Terkait rencana di tahun 2019, Didin berharap dapat meningkatkan angka pengunjung ataupun penonton yang menyaksikan kegiatan di TBJ

"Target penonton, harus meningkat lagi di tahun berikutnya jika sekarang 18 ribu, Mudah-mudahan dengan Dana Alokasi Khusus, bisa akan mencapai naik lagi di angka 20 ribu ataupun lebih. Semoga itu bisa dicapai tahun 2019," Ujarnya.

Selain itu terkait gaya hidup generasi milineal di masa kini yang terlihat mulai menipisnya kepedulian terhadap seni dan budaya tradisi karena efek dari serbuan canggihnya teknologi dengan pesat.
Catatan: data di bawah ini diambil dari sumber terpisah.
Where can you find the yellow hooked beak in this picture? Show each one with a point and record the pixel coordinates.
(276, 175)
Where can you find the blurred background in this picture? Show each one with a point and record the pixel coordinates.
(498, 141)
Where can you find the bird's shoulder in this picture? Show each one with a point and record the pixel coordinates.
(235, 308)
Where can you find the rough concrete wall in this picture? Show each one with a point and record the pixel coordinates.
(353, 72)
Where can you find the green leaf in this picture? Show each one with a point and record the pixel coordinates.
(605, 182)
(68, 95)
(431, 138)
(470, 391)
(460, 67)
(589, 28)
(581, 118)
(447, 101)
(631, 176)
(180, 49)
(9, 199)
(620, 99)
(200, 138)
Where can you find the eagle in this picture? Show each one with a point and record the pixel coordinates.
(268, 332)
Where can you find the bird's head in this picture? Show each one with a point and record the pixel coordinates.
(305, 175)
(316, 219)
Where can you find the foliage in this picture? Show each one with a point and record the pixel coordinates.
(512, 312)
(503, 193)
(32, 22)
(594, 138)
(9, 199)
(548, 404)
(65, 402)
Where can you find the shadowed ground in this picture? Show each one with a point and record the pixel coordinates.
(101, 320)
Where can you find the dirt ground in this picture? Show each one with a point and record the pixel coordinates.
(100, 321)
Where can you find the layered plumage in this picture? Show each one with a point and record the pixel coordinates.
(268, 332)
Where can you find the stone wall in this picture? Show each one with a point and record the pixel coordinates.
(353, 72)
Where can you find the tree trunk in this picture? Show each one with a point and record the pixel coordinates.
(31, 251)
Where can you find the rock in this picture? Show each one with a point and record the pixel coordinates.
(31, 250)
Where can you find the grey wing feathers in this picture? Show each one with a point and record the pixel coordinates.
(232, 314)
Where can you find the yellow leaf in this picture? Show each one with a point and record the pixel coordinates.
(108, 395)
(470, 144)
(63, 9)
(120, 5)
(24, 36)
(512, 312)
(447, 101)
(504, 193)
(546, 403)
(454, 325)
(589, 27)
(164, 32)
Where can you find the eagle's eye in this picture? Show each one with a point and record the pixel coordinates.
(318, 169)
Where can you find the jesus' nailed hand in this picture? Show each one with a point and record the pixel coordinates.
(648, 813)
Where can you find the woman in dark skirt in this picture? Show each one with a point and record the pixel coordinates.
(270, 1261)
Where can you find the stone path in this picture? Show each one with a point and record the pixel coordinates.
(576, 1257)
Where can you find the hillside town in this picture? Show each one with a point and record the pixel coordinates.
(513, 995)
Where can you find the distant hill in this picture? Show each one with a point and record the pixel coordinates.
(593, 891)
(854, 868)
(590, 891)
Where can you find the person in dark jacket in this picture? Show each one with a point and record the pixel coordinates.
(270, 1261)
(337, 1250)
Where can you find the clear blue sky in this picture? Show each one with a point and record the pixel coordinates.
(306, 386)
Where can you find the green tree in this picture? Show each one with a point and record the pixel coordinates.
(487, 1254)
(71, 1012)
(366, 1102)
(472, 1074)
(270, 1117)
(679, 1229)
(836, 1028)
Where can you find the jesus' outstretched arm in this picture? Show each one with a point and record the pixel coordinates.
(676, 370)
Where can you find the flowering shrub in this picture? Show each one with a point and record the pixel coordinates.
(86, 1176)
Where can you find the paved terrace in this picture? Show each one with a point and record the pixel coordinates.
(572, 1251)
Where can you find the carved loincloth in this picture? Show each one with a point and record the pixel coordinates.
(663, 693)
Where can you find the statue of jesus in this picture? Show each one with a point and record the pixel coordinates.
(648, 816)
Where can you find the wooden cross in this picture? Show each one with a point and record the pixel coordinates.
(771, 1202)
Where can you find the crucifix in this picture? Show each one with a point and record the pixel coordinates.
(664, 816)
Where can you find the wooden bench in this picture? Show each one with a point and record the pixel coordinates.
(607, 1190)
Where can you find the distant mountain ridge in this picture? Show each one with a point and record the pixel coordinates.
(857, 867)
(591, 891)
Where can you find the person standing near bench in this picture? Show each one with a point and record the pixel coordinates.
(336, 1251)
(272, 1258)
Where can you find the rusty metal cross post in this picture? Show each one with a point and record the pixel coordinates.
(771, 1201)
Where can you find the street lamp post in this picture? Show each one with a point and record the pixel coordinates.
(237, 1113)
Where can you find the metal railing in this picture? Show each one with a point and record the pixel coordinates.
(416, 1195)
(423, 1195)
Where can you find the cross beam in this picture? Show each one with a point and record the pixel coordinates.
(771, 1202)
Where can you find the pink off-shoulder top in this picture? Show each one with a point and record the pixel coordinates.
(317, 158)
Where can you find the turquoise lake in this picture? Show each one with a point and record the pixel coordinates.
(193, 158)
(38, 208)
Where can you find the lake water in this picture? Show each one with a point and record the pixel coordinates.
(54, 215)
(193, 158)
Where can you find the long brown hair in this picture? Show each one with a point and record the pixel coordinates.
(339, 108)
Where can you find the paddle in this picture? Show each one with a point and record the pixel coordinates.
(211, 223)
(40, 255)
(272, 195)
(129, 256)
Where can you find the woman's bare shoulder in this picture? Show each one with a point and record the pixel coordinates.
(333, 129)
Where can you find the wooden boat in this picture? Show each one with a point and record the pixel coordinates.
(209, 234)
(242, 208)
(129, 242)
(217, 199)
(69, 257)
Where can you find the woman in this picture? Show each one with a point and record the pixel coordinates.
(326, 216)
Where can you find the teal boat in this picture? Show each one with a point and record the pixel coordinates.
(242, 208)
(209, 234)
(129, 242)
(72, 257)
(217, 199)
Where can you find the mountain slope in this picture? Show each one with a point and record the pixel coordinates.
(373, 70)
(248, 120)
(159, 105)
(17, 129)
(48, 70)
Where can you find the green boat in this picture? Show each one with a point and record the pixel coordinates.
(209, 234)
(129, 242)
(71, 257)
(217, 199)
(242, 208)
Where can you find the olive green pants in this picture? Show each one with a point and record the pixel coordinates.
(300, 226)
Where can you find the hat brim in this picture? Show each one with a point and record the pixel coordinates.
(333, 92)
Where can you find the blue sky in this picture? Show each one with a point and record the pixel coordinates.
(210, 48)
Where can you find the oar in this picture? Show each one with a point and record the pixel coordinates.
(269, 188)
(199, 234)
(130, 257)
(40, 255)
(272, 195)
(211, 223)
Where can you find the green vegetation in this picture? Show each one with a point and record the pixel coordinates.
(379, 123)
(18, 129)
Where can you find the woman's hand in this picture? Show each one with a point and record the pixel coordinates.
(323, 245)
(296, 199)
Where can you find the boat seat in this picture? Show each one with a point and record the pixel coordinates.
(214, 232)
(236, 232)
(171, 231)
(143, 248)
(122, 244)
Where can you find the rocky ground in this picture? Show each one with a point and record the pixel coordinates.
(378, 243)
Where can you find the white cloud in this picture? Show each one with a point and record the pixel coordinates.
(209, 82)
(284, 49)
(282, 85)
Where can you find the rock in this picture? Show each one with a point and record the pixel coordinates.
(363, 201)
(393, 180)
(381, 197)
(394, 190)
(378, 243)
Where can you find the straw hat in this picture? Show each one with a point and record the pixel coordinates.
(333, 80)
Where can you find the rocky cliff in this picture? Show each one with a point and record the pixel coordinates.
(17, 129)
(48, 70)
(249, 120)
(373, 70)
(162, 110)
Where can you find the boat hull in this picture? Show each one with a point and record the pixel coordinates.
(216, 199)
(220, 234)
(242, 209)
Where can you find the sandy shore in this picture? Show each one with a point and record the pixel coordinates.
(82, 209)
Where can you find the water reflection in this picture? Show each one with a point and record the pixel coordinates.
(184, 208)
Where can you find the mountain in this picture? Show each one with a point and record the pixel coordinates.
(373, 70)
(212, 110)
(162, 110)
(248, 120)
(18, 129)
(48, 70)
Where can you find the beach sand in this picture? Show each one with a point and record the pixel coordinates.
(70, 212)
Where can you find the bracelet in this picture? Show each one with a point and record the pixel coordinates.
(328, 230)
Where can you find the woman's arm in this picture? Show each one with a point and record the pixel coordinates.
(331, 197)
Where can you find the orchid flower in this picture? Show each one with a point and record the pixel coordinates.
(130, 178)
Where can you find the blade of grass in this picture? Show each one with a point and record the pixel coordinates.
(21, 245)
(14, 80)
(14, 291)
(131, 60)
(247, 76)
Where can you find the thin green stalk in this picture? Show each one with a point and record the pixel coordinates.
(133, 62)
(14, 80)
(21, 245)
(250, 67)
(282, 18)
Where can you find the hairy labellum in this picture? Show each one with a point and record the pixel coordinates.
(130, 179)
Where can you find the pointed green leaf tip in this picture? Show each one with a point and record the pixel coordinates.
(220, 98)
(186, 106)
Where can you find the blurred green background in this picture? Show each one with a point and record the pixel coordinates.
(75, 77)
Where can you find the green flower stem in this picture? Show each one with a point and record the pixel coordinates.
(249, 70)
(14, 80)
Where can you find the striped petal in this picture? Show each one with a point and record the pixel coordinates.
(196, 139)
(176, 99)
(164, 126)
"Bagaimana caranya, ya...tentu TBJ sebagai bengkel dan labor kita berupaya melakukan pembinaan melalui workshop berbagai cabang seni. Pada kegiatan itu tidak hanya ditujukan ke para penata namun melibatkan pelajar dan mahasiswa dengan harapan adanya regenerasi penerus pelaku serta penggiat seni di Jambi terutama generasi Milineal, kita lihat pertama Gerakan Seniman Masuk Sekolah (GSMS) itu bisa menjadi patokan, kedua festival bisa dilihat pergerakannya," Tutur Didin.

Menjawab pertanyaan, apakah TBJ mengalami kekurangan tenaga teknis untuk mendukung berbagai kegiatan dan program disana,?

"Oh...Sangat kekurangan orang, kita ada semuanya 18 orang bukan semua PNS namun ada tenaga Honor. Seperti ini, kegiatan Malam Apresiasi Seni Melayu Jambi kita bawa komunitas menjadi tenaga untuk kru panggung. TBJ ini membutuhkan tenaga-tenaga yang berkompeten, betul-betul memahami di bidang kesenian," Ungkap Didin.